Archive for the ‘Jacques Louis David’ Category

To give a body and a perfect form to one’s thought, this – and only this – is to be an artist.

August 30, 2008

Happy Birthday Jacques Louis David

Jacques Louis David was born in Paris and first studied with Francois Boucher,
whose influence may be seen in his works until 1770. In 1768, however, David had begun his studies with the Neoclassicist Joseph Marie Vien. A two-time winner of the Prix de Rome, David did not go to Italy until 1775. He remained for five years, studying the works of Caravaggio and other seventeenth-century Italian Baroque artists. David attracted much attention in Rome for the realistic vigor of his series of strong portraits. He became more and more deeply involved, while in Rome, in the Neoclassical aesthetics of Vien, Anton Raphael Mengs, Johann Winckelmann, and Benjamin West. David studied antique sculpture and ancient history and began to choose his subjects from the latter. The work that became the manifesto of Neoclassicism, the “Oath of the Horatii”, was painted in 1784-85, on a second visit to Rome. In this and in his next great work, “The Death of Socrates”, painted in Paris with figures inspired by classical statues and compositions taken from Roman bas-reliefs, David added two Caravaggiesque touches: sharp lighting that casts clear shadows, and realistic detail. David’s art, embodying the ancient civic virtues, became the symbol of the Revolution and its aesthetic doctrines.

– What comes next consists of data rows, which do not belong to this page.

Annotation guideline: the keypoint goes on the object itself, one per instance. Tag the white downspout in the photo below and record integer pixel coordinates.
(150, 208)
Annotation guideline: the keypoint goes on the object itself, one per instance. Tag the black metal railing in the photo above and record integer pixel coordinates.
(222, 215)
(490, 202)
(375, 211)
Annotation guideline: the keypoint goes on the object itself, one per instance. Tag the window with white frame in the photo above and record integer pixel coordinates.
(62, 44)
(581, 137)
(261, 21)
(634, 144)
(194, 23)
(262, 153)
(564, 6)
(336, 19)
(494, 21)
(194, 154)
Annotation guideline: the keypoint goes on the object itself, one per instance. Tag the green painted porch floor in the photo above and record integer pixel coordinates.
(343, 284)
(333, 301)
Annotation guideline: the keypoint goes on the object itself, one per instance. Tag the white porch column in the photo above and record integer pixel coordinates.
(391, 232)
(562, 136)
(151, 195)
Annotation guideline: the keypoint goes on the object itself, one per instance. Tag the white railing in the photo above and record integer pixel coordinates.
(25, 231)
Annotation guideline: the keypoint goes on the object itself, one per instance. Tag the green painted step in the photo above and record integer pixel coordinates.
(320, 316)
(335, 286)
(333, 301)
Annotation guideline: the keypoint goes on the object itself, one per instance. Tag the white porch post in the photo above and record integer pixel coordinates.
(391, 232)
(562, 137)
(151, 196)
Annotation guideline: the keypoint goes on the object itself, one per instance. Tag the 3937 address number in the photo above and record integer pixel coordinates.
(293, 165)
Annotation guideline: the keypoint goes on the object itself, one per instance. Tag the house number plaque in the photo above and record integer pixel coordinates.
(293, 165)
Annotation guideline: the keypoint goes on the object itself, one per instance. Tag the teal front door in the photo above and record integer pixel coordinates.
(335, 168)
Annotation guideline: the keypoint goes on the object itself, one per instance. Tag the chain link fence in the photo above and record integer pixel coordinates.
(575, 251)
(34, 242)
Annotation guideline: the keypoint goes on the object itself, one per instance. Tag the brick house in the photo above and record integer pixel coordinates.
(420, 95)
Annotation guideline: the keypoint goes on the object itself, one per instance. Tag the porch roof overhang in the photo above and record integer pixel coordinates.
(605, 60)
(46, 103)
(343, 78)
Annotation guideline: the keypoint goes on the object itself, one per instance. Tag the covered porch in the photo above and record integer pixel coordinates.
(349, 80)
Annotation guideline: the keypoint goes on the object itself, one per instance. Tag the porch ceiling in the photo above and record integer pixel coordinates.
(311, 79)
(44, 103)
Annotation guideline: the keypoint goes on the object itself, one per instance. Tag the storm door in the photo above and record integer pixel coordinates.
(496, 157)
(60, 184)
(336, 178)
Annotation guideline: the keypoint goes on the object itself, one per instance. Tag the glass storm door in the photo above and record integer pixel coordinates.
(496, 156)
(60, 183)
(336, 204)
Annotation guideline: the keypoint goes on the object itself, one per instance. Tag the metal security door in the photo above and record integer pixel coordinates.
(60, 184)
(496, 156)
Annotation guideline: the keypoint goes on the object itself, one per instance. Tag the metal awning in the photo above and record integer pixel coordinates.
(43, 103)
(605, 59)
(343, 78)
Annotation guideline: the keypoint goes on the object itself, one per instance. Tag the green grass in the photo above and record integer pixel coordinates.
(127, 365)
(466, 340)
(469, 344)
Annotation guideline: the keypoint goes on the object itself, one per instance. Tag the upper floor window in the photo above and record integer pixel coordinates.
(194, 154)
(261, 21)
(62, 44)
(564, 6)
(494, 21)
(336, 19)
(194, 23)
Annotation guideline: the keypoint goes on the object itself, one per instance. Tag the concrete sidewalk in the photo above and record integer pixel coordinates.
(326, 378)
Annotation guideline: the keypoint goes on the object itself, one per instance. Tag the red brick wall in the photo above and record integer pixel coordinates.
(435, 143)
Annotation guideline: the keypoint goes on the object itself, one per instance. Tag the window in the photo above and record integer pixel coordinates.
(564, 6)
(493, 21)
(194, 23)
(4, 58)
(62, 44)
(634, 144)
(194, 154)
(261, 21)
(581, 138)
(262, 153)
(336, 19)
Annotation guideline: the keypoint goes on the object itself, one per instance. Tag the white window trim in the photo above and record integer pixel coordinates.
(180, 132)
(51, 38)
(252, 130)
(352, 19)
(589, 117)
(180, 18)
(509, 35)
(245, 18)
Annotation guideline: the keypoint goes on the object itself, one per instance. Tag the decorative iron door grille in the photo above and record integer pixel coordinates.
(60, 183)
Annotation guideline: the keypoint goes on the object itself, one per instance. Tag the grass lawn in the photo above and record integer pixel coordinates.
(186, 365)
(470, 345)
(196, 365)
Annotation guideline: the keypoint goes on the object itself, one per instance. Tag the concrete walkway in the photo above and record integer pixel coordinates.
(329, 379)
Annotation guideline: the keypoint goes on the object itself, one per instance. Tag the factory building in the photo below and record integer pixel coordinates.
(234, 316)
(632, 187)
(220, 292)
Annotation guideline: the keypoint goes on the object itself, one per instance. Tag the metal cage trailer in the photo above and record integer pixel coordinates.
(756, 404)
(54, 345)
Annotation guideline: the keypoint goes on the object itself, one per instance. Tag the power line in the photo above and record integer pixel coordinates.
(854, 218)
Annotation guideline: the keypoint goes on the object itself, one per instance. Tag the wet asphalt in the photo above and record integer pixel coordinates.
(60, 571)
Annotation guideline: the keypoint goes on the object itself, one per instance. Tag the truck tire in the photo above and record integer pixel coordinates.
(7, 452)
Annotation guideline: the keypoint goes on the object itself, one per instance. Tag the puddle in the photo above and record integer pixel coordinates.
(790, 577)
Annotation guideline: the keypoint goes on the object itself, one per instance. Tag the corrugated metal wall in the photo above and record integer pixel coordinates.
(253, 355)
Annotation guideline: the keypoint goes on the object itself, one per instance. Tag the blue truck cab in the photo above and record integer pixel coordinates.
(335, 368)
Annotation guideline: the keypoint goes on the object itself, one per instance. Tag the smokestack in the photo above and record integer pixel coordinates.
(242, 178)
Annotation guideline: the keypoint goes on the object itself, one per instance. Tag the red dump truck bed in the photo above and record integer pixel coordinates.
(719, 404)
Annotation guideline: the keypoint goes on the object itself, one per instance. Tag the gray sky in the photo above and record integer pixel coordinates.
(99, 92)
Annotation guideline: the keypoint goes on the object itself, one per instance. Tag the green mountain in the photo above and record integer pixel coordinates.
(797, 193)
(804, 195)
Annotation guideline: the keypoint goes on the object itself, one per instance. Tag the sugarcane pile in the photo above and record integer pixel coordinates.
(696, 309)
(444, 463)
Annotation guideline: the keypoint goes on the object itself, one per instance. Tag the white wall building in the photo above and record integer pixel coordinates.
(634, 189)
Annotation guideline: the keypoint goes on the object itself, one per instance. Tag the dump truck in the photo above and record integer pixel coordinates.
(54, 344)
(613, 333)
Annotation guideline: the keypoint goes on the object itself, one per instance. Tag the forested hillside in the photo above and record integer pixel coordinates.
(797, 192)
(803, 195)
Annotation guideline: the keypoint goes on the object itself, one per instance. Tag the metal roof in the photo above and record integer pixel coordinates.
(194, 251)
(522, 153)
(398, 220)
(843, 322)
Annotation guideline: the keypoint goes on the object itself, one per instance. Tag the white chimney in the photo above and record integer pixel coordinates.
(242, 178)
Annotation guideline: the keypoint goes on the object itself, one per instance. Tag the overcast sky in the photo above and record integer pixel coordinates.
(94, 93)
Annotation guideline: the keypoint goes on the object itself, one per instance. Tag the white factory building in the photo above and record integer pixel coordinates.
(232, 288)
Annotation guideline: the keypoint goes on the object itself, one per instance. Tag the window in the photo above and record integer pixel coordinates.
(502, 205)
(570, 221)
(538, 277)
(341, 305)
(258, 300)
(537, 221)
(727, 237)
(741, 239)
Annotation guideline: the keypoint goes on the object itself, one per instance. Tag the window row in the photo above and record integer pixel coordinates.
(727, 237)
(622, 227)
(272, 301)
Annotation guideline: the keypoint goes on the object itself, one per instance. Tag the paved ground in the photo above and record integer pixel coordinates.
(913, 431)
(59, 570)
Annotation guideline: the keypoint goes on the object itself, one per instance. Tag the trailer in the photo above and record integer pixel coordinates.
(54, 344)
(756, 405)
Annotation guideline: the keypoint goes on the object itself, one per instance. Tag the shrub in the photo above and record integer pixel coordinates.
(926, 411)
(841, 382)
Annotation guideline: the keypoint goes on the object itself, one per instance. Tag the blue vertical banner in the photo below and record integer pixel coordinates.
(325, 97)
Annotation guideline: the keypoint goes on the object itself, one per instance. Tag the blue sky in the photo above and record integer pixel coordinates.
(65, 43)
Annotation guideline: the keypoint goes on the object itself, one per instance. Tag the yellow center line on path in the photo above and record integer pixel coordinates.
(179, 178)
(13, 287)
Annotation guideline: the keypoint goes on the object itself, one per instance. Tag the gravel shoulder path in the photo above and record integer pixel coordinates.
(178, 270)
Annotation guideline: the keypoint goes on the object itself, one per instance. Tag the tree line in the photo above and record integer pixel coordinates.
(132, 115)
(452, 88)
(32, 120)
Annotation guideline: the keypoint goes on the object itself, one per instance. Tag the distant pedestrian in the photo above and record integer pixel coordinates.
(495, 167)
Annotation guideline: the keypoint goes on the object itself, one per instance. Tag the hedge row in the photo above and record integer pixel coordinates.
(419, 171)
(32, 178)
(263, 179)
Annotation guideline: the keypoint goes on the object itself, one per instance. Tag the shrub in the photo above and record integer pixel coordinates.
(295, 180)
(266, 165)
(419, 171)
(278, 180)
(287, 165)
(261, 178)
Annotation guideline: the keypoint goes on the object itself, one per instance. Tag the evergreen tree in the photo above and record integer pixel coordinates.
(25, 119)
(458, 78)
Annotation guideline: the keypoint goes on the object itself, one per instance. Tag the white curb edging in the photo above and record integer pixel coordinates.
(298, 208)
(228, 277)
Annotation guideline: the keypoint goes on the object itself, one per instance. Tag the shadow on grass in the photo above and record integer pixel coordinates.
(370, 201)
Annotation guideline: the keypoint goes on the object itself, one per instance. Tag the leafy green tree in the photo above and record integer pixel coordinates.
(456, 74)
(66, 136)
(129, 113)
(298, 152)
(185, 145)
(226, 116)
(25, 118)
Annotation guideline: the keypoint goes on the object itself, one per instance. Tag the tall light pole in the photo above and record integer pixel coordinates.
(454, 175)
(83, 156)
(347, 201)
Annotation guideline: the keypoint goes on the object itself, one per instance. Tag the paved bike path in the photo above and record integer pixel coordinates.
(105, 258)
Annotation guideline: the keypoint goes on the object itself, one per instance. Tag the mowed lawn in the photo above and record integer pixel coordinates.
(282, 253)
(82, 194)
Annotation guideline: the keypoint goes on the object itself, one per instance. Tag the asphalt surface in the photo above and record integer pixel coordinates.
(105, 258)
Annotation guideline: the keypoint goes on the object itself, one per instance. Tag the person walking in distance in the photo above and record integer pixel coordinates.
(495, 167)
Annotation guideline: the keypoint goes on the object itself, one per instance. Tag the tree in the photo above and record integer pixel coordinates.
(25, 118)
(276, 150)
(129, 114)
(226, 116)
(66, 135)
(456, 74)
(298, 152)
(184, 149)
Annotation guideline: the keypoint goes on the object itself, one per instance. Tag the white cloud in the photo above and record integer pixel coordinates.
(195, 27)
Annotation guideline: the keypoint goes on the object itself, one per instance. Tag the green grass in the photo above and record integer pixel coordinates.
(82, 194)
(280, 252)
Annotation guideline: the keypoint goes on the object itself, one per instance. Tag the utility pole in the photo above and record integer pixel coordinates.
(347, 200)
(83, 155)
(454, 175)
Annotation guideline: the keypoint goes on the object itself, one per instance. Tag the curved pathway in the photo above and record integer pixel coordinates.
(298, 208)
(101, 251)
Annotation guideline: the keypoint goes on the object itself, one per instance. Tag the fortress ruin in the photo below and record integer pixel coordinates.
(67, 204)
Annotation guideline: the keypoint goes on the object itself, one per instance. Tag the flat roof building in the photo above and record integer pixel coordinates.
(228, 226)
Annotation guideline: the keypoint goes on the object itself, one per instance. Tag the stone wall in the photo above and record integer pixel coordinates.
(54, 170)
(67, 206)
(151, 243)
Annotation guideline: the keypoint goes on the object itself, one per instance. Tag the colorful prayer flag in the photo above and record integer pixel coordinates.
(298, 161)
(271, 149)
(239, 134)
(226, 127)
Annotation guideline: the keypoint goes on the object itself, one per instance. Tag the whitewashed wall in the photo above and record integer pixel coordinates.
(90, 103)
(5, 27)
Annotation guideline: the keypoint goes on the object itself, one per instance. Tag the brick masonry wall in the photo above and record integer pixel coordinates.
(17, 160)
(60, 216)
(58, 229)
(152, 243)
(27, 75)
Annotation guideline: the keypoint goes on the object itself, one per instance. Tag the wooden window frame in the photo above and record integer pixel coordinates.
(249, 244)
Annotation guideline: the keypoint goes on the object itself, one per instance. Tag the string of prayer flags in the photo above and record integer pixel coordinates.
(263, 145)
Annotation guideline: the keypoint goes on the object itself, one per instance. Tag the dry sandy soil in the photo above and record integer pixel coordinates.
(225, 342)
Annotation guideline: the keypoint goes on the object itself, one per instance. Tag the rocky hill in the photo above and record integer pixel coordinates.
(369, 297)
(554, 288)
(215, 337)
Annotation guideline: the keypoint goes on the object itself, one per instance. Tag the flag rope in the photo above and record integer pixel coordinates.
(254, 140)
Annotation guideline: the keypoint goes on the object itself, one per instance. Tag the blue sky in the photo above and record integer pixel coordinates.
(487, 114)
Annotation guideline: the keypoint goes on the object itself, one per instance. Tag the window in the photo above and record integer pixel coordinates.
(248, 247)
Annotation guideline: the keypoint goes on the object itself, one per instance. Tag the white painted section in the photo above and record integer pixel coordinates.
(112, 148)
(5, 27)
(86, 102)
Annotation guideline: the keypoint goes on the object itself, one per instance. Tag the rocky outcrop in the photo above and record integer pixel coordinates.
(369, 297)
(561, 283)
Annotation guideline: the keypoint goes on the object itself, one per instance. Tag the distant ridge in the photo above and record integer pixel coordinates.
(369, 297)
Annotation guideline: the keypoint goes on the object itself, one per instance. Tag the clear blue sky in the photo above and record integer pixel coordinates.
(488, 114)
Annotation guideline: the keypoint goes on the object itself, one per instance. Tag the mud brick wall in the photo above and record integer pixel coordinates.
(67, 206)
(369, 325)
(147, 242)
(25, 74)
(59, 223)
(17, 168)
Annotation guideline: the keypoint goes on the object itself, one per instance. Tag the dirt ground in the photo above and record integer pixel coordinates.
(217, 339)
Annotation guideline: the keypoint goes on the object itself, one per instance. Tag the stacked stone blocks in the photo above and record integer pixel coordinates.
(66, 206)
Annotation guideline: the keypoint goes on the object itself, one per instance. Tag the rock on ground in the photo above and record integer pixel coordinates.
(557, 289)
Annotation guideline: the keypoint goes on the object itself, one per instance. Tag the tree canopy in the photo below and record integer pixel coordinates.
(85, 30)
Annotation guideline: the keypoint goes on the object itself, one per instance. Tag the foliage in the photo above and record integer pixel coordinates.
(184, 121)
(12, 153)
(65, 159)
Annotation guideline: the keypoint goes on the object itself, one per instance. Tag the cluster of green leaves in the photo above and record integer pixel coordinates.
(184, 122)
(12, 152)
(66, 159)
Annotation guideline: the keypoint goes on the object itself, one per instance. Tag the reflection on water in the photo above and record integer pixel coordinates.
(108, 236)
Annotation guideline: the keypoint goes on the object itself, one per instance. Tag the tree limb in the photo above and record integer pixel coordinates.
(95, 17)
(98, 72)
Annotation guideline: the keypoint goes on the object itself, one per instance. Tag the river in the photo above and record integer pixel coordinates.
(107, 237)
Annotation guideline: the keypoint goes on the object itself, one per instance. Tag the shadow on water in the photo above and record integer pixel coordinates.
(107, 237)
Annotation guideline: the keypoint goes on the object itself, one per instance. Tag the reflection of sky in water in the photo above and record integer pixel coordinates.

David was also active in the political side of the French Revolution where, from about 1787, he was the arbiter of taste and design in
furniture, clothing, and the stage, as actors began to pose in groups similar to those in his paintings. He brought about the downfall of the French Royal Academy, thus freeing artists from its narrow tradition. He taught more than sixty pupils and was imitated by scores of artists. In 1793 David painted the realistic “Death of Marat”, a powerful painting closer to the sensibilities of a Caravaggio than to those of antique sculpture. In 1794, while briefly imprisoned, he did a naturalistic landscape view of the Luxembourg Gardens. An enthusiastic Bonapartist, David became the first painter to the Emperor, an officer in the Legion of Honor, and a member of the Institute. With the restoration of the Bourbons, however, he was banished to Belgium for having voted for the death of Louis XVI and it was there that he died. David’s strong sculptural painting had replaced the delicate and artificial style of the eighteenth century. Although his strict classicism held back the rise of the Romantic School, he stimulated such artists as Gros and Géricault in their free choice of subjects and in their passionate seriousness. He was thus an important force in the evolution of modern painting.